Akimoto confirmed his arrest in social media posts, in which he apologized for “causing this kind of situation and such a commotion.” Akimoto continued to deny any wrongdoing, although local media quoted LDP sources saying Akimoto had formally indicated his intention to quit the party to spare it further embarrassment.
Police also arrested three individuals connected with 500.com, including a former vice-president and two Japanese corporate advisers. The company is said to have paid to fly Akimoto and his family to Hokkaido in 2018 and also organized trips for Akimoto to Shenzhen and Macau.
500.com has never operated any land-based casino operations, but the Hokkaido integrated resort bid was part of the financially-struggling company’s efforts to diversify its revenue streams, which were dealt a serious blow in March 2015 when China suspended all online lottery sales.
As (bad) luck would have it, 500.com was scheduled to hold its annual general meeting in Shenzhen on Monday. The company has yet to publish anything on how that meeting went down or whether shareholders voiced any concerns over the company’s involvement in this growing Japanese scandal.
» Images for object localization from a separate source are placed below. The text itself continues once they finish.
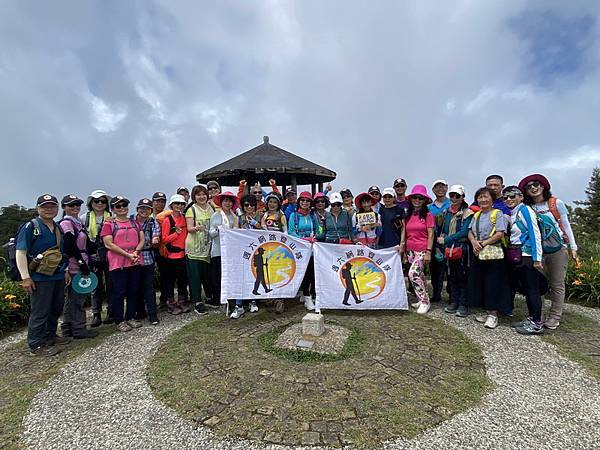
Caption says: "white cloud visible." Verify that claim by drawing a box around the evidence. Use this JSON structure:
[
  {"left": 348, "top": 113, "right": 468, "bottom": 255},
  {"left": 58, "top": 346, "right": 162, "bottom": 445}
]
[
  {"left": 543, "top": 146, "right": 600, "bottom": 170},
  {"left": 88, "top": 94, "right": 127, "bottom": 132}
]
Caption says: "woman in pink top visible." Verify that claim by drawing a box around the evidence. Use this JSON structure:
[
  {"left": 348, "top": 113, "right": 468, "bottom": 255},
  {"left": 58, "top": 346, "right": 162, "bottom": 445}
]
[
  {"left": 101, "top": 196, "right": 145, "bottom": 332},
  {"left": 400, "top": 185, "right": 435, "bottom": 315}
]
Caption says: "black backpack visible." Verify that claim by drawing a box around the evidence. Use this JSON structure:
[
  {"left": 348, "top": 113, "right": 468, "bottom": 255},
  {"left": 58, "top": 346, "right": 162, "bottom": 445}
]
[{"left": 4, "top": 218, "right": 42, "bottom": 281}]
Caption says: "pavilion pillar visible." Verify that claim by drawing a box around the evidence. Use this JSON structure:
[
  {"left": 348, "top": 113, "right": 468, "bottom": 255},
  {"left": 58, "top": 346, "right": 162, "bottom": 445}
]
[
  {"left": 291, "top": 174, "right": 297, "bottom": 193},
  {"left": 311, "top": 183, "right": 316, "bottom": 195},
  {"left": 318, "top": 182, "right": 323, "bottom": 193}
]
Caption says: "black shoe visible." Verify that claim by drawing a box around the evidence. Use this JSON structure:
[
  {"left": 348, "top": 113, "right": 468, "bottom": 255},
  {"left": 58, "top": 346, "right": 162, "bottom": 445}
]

Concerns are mounting within the LDP that the scandal could negatively impact the country’s push to legalize casinos. The Japanese public already views the whole integrated resort movement with suspicion and Akimoto’s allegations clearly won’t help alleviate those concerns.
Local media quoted Chief Cabinet Secretary Yoshihide Suga saying the LDP “will steadily push ahead” with its casino development plans “so that benefits from building [integrated resorts] will be reaped as soon as possible.” Suga also said the LDP would seek to clarify policies regarding what types of contact between casino operators and government officials are permissible.